Dans un grand plat large, verser la semoule de couscous, ajouter un filet d'eau et 2 c.à.s. d'huile d'olive, et rouler entre les paumes des mains pour séparer chaque grain et l'enrober d'huile. Laisser gonfler 10 minutes puis égrainer à nouveau pour casser les grumeaux. Cette étape se fait pendant que le gueddid termine son trempage.
Dans le bas du couscoussier, chauffer l'huile d'olive restante à feu moyen-vif. Faire revenir l'oignon émincé 3-4 minutes jusqu'à translucidité, ajouter l'ail écrasé puis le gueddid coupé en morceaux : le saisir 5-6 minutes pour raviver ses arômes de séchage au soleil. Ajouter le concentré de tomate et la harissa, cuire 2 minutes en remuant pour 'cuire' la sauce dans l'huile — étape qui évite l'acidité crue de la tomate. Saupoudrer le tabel-karouia et le curcuma, mélanger pour enrober.
Verser 1,5 litre d'eau chaude et les os. Ajouter les pois chiches et les fèves égouttés. Porter à ébullition, couvrir et laisser mijoter à feu doux. Poser le haut du couscoussier garni de la semoule roulée sur le bas en ébullition, en veillant à l'étanchéité (bande de tissu humide ou pâte à joint si besoin) pour que toute la vapeur parfumée traverse la semoule sans s'échapper. Laisser cuire à la vapeur 25-30 minutes.

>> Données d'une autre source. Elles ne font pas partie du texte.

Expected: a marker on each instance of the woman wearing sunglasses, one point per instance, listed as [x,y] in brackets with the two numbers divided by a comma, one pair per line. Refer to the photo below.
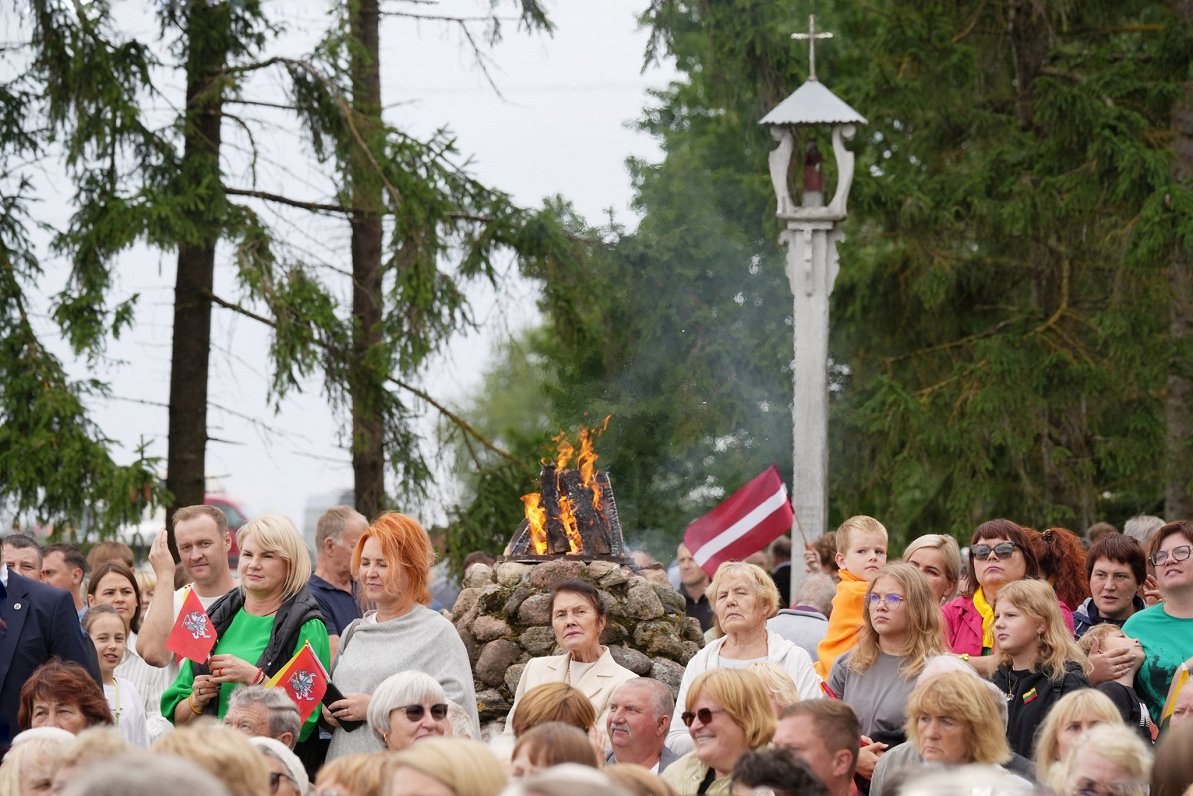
[901,630]
[1166,629]
[393,561]
[1000,554]
[727,714]
[406,708]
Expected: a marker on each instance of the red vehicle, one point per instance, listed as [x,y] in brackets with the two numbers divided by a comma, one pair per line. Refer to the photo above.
[236,517]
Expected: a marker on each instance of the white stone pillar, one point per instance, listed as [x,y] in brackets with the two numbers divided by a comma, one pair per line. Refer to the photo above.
[811,271]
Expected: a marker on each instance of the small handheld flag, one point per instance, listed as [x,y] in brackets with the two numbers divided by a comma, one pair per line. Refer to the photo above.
[1182,679]
[304,679]
[193,636]
[743,523]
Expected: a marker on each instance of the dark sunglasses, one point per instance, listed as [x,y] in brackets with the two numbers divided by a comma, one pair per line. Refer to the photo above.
[415,713]
[982,551]
[704,714]
[1178,554]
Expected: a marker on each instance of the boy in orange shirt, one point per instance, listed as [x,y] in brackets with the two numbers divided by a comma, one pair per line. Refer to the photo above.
[860,554]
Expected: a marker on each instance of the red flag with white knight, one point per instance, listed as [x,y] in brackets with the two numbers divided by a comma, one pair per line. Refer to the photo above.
[304,679]
[193,636]
[743,523]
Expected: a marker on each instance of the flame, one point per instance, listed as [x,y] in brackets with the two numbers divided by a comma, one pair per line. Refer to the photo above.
[586,462]
[532,507]
[570,529]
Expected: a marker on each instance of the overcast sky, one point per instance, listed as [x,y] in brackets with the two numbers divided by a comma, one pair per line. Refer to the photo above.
[562,128]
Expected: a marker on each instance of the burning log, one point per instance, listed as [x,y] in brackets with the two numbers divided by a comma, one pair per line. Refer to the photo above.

Verser la semoule cuite à la vapeur dans le grand plat, l'arroser d'un peu d'eau tiède salée et l'égrainer de nouveau à la main pour casser les grumeaux formés à la cuisson. Laisser reposer 10 minutes le temps que les grains absorbent l'humidité, puis égrainer une dernière fois avant la seconde vapeur.
Quand le gueddid et les légumineuses sont tendres (environ 1 heure de mijotage), ajouter la courge coupée en gros cubes, la carotte et le navet dans le bouillon. Remettre le haut du couscoussier avec la semoule égrainée pour une seconde cuisson vapeur de 20-25 minutes, le temps que la courge devienne fondante sans se déliter et que la semoule finisse de cuire à cœur.
Retirer le haut du couscoussier. Goûter le bouillon et rectifier en sel avec prudence (le gueddid en apporte déjà beaucoup) et en piquant si besoin d'un peu de harissa supplémentaire. Pour la version festive, ajouter les raisins secs 5 minutes avant la fin et quelques gouttes d'eau de fleur d'oranger hors du feu. Verser la semoule cuite dans un grand plat creux, arroser progressivement des deux tiers du bouillon en mélangeant à la fourchette pour qu'elle l'absorbe sans se noyer, laisser reposer 5 minutes.
Disposer le couscous en dôme ou à plat selon la tradition familiale, répartir dessus le gueddid, les pois chiches, les fèves, la courge et les légumes. Pour la version festive, décorer de moitiés d'œufs durs. Servir immédiatement avec le reste du bouillon en saucière à part pour que chacun ajuste selon son goût, accompagné éventuellement d'une cuillère de harissa fraîche.